Could a wire wound adjustable resistor be used as an electrical ballast?

Why do we use wire wound resistors in electronic applications?

Wire wound resistance potentiometers can be manufactured to provide both high power and high precision.

These potentiometers are often used in stereo systems for their precision and in high power applications such as transducers and televisions. Wire wound resistors can also be used as temperature sensors.

For short tube fluorescent lights, this would probably work, but for long ones, you need a higher line voltage spike to initiate discharge and the starter helps to get it by causing a sharp change in inductance current (ballast) which then generates such tension.

There is another benefit that deserves to be known but which is primarily a separate issue. There is a filament at each end of the tubes and this has a coating that emits electrons into the gas.

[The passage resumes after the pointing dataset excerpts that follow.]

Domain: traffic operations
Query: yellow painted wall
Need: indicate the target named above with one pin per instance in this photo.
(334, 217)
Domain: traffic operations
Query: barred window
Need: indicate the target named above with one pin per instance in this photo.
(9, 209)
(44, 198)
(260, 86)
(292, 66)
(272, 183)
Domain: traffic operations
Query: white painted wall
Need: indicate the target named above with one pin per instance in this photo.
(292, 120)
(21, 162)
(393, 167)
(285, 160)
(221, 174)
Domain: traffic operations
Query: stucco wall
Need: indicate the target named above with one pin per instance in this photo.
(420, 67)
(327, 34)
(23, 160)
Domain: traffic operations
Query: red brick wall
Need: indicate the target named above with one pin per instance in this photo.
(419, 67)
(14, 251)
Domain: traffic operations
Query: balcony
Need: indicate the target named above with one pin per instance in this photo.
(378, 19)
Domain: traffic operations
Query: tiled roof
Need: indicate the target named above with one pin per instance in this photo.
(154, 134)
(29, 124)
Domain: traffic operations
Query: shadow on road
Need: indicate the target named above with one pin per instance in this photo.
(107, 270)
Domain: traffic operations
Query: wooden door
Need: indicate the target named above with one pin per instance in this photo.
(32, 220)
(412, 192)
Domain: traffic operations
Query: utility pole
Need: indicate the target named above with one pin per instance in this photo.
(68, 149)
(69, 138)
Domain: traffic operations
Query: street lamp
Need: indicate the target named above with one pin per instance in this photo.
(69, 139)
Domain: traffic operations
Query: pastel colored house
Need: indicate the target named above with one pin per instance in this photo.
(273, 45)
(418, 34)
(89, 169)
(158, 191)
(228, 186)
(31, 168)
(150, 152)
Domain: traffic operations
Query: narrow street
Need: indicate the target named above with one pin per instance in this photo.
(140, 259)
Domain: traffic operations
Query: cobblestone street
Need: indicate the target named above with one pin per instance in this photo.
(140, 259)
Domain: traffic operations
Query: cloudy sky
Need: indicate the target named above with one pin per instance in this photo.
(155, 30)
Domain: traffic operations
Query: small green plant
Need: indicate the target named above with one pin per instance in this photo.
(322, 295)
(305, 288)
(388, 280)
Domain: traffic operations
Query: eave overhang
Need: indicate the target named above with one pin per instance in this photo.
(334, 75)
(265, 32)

The coating is damaged more quickly when the filaments are cold due to ion bombardment and the brief heating period while the starter is getting ready to do its work also preheats the filaments so that the electrons are generously emitted earlier, which preserves the better the coating.

By the way, I see no reason why a resistance is too slow compared to the response time of an inductor. The resistors still operate at Gigahertz frequencies with a sub-nanosecond response. It is a rare gas discharge that occurs on a nanosecond scale, not even lightning.

Yes but not very good. For most applications that use ballast, such as B. fluorescent lamps, it is too slow to prevent damage to the lamp by the current flow.

However, an incandescent lamp works perfectly (similar to a wire resistor) and limits the current flow when testing devices to short circuits.

The incandescent lamp also has the advantage that it lights up when there is a short circuit; an equivalent resistor would have the same function, but only gets hot.